Тропик знал многих театралов, киношников, певцов и художников. Он интересовался всем, что происходило в искусстве. И не только интересовался, но и как-то зарабатывал на этом. Аля, правда, точно не знала как.

– Ничего удивительного, он там, похоже, на подхвате. В спектакле играл Миколку.

– Миколку? Это что за спектакль?

– По «Преступлению и наказанию».

– А разве там есть какой-то Миколка?

– Вот, – Кира появилась из-за ширмы и протянула Але диск. От рук ее пахло скипидаром.

– Спасибо. – Аля только сейчас вспомнила разговор, который у них состоялся на лекции, и свое обещание вечером зайти за фильмом Константиновича. – Кир, а пластыря у тебя нет?

– Сейчас.

Снова ушла за ширму, Тропик скосил взгляд на обложку диска:

– «Воробышек»? Ну-ну, рискни. А на чем будешь смотреть?

– Не знаю еще.

Тропик важно, наигранно почесал подбородок:

– Если останешься покушать с нами, тогда получишь на сутки телевизор с DVD.

Ага, съешь моих румяных пирожков, тогда скажу. Тропик, несмотря на свой африканский вид, чем-то действительно походил на толстую одышливую печку из иллюстрации к русским сказкам.

– Ты сам-то смотрел?

– Я все его фильмы посмотрел. Мне больше нравятся экранизации.

– А у него есть экранизации?

– Первые фильмы «Солдат» и «Они не сдадутся» Константинович снял по повестям Васильева и Горбатова. Но фильмы не пошли, началась уже вся эта перестроечная пляска. Константинович не снимал почти десять лет, занимался исключительно театром, и только в 98-м появился «Воробышек».

– Там манипуляции, – сказала Кира, открывая крышку у сковородки и задумчиво рассматривая готовящееся блюдо, точно прикидывая и оценивая его пропорции, цветовую гамму.

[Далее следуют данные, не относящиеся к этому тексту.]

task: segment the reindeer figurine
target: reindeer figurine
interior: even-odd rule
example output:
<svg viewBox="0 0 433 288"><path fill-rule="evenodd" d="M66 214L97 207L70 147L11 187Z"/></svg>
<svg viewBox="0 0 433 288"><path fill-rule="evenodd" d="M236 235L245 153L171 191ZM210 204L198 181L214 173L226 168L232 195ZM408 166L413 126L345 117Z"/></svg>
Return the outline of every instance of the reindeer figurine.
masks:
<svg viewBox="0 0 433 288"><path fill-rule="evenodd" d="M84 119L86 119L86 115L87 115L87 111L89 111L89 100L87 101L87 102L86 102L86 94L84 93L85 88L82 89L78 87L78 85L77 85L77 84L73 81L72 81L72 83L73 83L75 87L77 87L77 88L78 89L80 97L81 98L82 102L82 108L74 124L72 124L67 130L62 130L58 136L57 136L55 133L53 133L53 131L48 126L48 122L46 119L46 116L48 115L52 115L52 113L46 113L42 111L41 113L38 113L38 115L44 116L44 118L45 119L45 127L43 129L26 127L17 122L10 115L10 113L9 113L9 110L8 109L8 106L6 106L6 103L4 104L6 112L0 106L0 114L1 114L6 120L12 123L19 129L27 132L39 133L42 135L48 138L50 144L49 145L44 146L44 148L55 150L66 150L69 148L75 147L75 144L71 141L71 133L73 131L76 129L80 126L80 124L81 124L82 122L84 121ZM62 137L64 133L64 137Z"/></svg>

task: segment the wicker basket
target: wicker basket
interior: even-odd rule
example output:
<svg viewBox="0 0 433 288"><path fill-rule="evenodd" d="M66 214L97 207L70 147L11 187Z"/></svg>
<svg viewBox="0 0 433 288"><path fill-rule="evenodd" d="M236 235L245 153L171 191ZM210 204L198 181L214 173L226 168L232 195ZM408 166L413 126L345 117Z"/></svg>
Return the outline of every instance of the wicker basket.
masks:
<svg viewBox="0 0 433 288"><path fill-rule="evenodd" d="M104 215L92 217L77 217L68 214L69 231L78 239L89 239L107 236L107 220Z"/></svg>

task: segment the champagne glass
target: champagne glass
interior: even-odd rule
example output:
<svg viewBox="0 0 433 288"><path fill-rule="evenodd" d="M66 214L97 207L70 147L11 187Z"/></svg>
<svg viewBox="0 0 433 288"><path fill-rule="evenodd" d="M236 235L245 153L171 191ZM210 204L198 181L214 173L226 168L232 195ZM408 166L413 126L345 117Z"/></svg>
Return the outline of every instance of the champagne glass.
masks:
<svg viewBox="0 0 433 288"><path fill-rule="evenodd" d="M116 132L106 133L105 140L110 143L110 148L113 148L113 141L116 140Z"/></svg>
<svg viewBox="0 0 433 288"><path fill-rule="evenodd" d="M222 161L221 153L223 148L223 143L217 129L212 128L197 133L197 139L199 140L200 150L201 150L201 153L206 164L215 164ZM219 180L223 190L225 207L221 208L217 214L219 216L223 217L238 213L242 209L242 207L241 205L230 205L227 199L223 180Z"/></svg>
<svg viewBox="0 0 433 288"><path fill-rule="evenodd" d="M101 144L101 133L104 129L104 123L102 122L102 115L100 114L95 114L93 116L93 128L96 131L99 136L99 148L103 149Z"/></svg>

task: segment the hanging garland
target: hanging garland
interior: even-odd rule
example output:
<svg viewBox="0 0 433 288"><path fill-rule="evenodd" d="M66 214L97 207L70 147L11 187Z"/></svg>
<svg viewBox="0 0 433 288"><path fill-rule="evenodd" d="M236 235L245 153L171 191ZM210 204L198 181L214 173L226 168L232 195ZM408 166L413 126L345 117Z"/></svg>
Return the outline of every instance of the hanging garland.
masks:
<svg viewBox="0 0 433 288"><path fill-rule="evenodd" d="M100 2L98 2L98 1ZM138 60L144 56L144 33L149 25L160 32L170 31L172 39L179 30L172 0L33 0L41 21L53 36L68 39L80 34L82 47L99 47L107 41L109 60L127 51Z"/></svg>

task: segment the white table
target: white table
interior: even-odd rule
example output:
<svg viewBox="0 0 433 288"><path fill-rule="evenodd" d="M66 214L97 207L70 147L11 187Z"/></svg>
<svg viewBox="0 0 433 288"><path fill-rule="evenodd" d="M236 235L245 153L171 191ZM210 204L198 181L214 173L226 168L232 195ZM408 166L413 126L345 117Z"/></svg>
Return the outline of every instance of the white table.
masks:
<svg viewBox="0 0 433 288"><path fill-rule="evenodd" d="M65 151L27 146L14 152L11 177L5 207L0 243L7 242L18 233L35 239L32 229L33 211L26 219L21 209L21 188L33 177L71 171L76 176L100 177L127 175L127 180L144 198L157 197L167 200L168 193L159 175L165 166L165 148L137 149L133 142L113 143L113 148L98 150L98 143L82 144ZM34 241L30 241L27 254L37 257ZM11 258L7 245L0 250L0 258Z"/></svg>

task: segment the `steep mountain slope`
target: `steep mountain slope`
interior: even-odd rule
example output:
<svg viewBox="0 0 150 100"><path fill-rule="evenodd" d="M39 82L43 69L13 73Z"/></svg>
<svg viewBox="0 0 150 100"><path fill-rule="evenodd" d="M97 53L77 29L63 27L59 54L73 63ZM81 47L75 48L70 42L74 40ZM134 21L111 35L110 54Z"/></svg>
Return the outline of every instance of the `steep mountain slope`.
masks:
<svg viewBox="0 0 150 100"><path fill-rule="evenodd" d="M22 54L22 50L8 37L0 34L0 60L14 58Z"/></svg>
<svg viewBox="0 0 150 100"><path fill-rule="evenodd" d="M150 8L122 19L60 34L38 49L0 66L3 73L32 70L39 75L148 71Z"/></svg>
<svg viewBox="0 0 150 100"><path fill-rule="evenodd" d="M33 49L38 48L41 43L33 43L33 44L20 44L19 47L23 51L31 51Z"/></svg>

– Да, – согласился Тропик. – «Воробышек» – сплошные манипуляции. Но я вот люблю, когда со мной возятся, ищут мои слабости, используют их. И когда что-то меняют у меня в голове без спроса. На Киру это не действует.

– Меня это бесит, – заявила Кира, закрывая крышку. – Я не хочу, чтобы меня подталкивали к пропасти. Захочу – сама подойду.


После ужина Тропик принес и установил в комнате Али телевизор с DVD.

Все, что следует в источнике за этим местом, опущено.